Fix for not all input objects supporting `last_line` #1222

oliver-s-lee · 2023-06-30T11:01:56Z

Parser now checks before accessing last_line in case it's not available, and fileinput.FileInput is now correctly wrapped with FileWrapper (so it now does have last_line)

In theory, we probably want all input types to be wrapped with FileWrapper, but I didn't make this change because 1) there's a weird amount of IO boilerplate code and I don't understand what a lot of it is doing and 2) I'm not sure how well covered by tests IO is...

berquist · 2023-06-30T13:57:59Z

I've converted it to draft only so I know when you're done.

For the coverage, we don't have it turned on in GitHub right now, but you can get it by doing

python -m pytest -v --cov=cclib --cov-report=html -k 'test_parser' test

and open htmlcov/index.html in your browser.

oliver-s-lee · 2023-07-05T11:10:31Z

Ok, just right off the bat two io tests are failing because the depend on stdin, which is disabled by pytest. The recommended way around this is to emulate with StringIO, but the tests seem to depend on stdin's specific seek method for some reason? Not really sure what's going on but try to fix them up as best I can

oliver-s-lee · 2023-07-05T11:11:12Z

test/parser/testlogfileparser.py

-                stdin = io.StringIO(contents)
-            except TypeError:
-                stdin = io.StringIO(unicode(contents))
-            stdin.seek = sys.stdin.seek


I don't understand why this is necessary for the test

test/parser/testlogfileparser.py

oliver-s-lee · 2023-07-05T11:47:25Z

I've had a look-over the IO internals and there's a fair bit to do I think. We support lots of different file objects, which is great, but they all get processed at different points. Some processing is done in io/ccio.py, some is in parser/logfileparser.py. Some functions relating to IO are in logfileparser.py and some relating to log files are in ccio.py. Some files get opened and closed multiple times for no apparent reason. We do a lot of type checking in multiple places, and ideally it would be moved to one central location.
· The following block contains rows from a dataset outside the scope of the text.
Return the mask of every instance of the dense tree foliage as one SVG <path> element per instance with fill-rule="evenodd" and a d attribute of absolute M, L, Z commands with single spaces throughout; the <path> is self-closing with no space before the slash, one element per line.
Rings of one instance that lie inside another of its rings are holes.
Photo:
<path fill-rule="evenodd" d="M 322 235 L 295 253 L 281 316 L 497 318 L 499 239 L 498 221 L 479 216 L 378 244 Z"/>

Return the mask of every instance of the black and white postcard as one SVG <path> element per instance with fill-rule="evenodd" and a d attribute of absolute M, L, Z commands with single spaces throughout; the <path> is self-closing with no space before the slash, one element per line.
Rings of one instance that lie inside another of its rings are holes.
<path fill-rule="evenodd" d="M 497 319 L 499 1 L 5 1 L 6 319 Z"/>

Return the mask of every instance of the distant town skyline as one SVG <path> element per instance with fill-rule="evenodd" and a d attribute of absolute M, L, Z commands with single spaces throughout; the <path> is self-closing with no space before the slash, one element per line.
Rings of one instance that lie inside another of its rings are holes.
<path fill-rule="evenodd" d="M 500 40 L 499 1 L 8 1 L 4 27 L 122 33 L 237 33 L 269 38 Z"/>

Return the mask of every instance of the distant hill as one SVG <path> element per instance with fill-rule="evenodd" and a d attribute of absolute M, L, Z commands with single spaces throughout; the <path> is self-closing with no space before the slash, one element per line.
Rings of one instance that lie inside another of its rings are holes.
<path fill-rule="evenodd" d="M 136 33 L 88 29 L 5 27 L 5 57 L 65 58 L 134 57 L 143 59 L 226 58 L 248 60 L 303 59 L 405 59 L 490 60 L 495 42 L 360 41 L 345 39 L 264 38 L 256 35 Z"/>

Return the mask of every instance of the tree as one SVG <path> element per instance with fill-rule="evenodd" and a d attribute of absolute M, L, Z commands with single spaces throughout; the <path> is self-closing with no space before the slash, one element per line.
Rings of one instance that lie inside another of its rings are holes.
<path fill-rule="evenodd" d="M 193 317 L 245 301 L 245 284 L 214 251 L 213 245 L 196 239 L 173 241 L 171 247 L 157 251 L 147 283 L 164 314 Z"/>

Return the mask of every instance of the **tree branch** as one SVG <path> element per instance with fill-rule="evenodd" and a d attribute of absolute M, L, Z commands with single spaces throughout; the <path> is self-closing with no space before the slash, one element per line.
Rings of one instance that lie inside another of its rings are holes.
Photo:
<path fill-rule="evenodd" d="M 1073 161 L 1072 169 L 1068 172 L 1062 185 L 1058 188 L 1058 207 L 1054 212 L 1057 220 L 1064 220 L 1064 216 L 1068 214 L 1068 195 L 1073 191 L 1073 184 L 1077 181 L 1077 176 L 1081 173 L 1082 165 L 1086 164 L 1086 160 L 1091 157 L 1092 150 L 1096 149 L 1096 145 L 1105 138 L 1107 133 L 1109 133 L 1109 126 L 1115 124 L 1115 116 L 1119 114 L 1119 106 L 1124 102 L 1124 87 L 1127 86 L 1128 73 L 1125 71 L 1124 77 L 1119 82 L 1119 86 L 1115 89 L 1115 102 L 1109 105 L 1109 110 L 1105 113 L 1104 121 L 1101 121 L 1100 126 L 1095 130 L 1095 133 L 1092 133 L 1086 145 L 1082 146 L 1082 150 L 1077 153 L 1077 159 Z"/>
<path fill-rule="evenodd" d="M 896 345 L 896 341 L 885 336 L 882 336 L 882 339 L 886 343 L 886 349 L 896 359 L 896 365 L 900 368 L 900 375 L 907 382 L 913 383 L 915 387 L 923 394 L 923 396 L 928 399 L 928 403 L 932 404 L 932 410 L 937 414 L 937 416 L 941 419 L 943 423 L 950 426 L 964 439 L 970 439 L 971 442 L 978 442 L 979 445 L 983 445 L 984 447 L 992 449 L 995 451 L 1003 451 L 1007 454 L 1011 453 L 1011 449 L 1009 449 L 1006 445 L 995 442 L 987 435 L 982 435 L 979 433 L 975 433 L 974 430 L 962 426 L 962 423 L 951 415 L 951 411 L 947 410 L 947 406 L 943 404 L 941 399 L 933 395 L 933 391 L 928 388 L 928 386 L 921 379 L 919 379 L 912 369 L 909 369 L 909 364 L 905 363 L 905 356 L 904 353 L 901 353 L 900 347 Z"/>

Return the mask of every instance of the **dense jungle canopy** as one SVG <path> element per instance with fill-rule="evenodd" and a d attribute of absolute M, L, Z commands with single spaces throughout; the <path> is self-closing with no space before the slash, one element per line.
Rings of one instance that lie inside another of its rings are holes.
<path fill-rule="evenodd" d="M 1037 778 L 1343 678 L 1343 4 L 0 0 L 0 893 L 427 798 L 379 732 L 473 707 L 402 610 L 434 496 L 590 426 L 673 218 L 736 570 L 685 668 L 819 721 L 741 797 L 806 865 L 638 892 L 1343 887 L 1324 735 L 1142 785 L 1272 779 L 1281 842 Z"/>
I think a class based approach is probably the way forward here; have one InputFile class that wraps whatever input files/stream we want to support and everything else steps away as much as possible from caring about where it's reading from. I'll hack away and see where I get.

oliver-s-lee · 2023-07-05T12:03:01Z

For (my) reference, a non-exhaustive list of the types of input we can read from at various points:

A string (a filename)
A pathlib.Path (a filename)
A string (a URL)
A list of strings (containing any mix of the above)
An archived version (.gz, .zip, .bz, .bz2) of any of the above
An open file object (a stream, which may or may not be seekable)
At some point, some of the above get wrapped/converted to:
cclib.logfileparser.FileWrapper
fileinput.FileInput
another file object (with open)

oliver-s-lee · 2023-07-05T12:08:17Z

Two parsers (adf and Gaussian) call seek() from inside the for line in inputfile loop which is pretty wacky, and it's only used to skip to the end of the file. This would probably be better supported by a custom exception. As far as I can tell, this is the only place we use seek() directly, so removing it would have the added benefit of removing our dependence on all input file types supporting seek, which we currently have to do a fair bit of leg-work to set-up.

berquist · 2023-07-06T03:31:25Z

FYI I think some of my type annotations are wrong and shouldn't be trusted. The code will have to be read as you've done.

a non-exhaustive list of the types of input we can read from at various points

A bad part of this is that it isn't clear what functionality other people are even using. I doubt that anyone is passing URLs directly or using the streaming functionality (that's defeated if you're gonna call seek...), and probably few are reading archives.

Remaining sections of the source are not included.